138 90-Mektub

90
DOKSANINCI MEKTÛB

Bu mektûb, hâce Kâsıma yazılmışdır. Bütün varlığımızla Allahü teâlâ­ya dönmek lâzım olduğu ve bu ni’mete kavuşmak için, Ebû Bekr-i Sıddî­kın yoluna sarılmak îcâb etdiği bildirilmekdedir:

Hak teâlâ, bu alçak dünyâyı gözünüze aşağı ve değersiz göstersin. Kalb aynanızı, âhıretin güzel cemâli ile süslesin! Bu düâmızı, mi’râc gecesi, kendisinden gözü hiç ayrılmayan, tertemiz Peygamberi hurmetine kabûl bu­yursun “aleyhi ve alâ âlihi minessalevâti efdalühâ ve minetteslîmâti ekme­lühâ”! Okşayıcı, kıymetli mektûbunuz ve yüksek değerli hediyyeleriniz gel­di. Lutf eylemişsiniz. Allahü teâlâ, hayrlı karşılıklarını ihsân eylesin! Seven­lerimize ve iyi gözle bakanlarımıza nasîhatimiz şudur: Bütün varlığımızla Allahü teâlânın mukaddes zâtına dönmeliyiz! Ondan başka herşeyden yüz çevirmeliyiz! Fârisî mısra’ tercemesi:

İş budur, bundan başkası hiçdir!

Bugün, bu büyük ni’mete kavuşmak için Ebû Bekr-i Sıddîkın yoluna inanmak ve bağlanmak lâzımdır. Bu yolda bulunan büyüklerin “rahmetul­lahi aleyhim ecma’în” bir sohbeti ile kavuşulan şeyler, sıkı riyâzetlerle ve ağır mücâhedelerle ele geçemez.

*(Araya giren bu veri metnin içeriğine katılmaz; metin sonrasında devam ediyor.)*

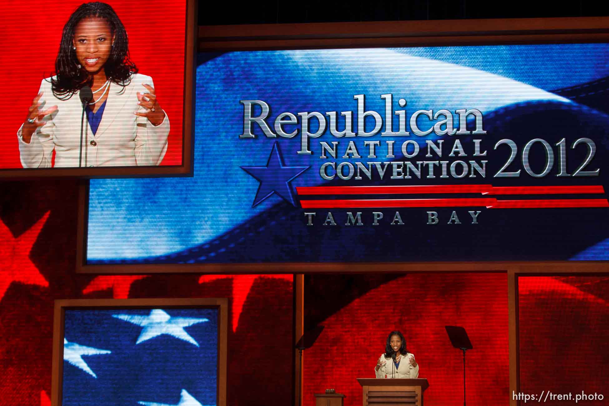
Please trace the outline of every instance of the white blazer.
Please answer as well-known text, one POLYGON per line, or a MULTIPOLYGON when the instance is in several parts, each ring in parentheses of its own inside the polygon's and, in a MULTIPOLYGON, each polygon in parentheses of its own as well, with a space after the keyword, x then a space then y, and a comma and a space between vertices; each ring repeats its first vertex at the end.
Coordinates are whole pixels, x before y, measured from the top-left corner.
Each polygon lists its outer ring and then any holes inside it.
POLYGON ((400 366, 395 368, 393 360, 390 358, 386 360, 385 359, 385 354, 381 354, 377 363, 385 361, 386 363, 379 368, 378 371, 375 368, 375 374, 379 379, 386 377, 390 379, 393 378, 416 379, 418 377, 419 365, 417 363, 417 366, 413 366, 410 365, 410 359, 414 359, 414 354, 406 352, 406 356, 402 355, 402 359, 400 362, 400 366))
MULTIPOLYGON (((145 117, 133 114, 146 110, 138 105, 137 92, 147 92, 144 83, 153 87, 150 76, 135 74, 124 88, 111 83, 106 105, 97 131, 94 135, 86 115, 83 121, 82 166, 135 166, 158 165, 167 151, 169 119, 166 114, 157 126, 145 117)), ((50 78, 40 85, 41 109, 57 105, 57 110, 44 117, 46 123, 38 127, 29 144, 17 131, 21 164, 24 168, 51 167, 55 149, 55 167, 79 166, 80 118, 82 107, 79 93, 67 100, 55 97, 50 78)), ((94 95, 95 97, 97 95, 94 95)), ((98 96, 99 97, 99 96, 98 96)))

[(Riyâzet) nefsin istediklerini yapmamak, harâmlardan, mekrûhlardan sakınmakdır. (Mücâhede), nefse ağır gelen, onun istemediği şeyleri yapmak, farzları, sünnetleri, müstehabları işlemek demekdir].

Bu büyüklerin yolunda, sonda kavuşulan ni’metler, başlangıçda yerleş­dirilmişdir. Sona varanların kavuşduklarını, dahâ ilk sohbetde ihsân eder­ler. Bu büyüklerin yolu, Eshâb-ı kirâmın yoludur. Eshâb-ı kirâm “rıdvânul­lahi teâlâ aleyhim ecma’în”, insanların en üstününün, dahâ birinci sohbe­tinde “aleyhi ve aleyhimüssalevâtü vetteslîmât” öyle ni’metlere kavuşdu­lar ki, ümmetin Evliyâsı, bunlara en sonda belki kavuşabilir. İşte bu, nihâ­yetin bidâyete yerleşdirilmesidir. Öyle ise, bu büyükleri cân ile, gönül ile seviniz! Çünki, bütün se’âdetlerin temeli, sebebi bu sevgidir. Allahü teâ­lâ, size ve doğru yolda gidenlere ve Muhammed Mustafânın izinde bulu­nanlara selâmet versin “aleyhi ve alâ âlihissalâtü vesselâm!”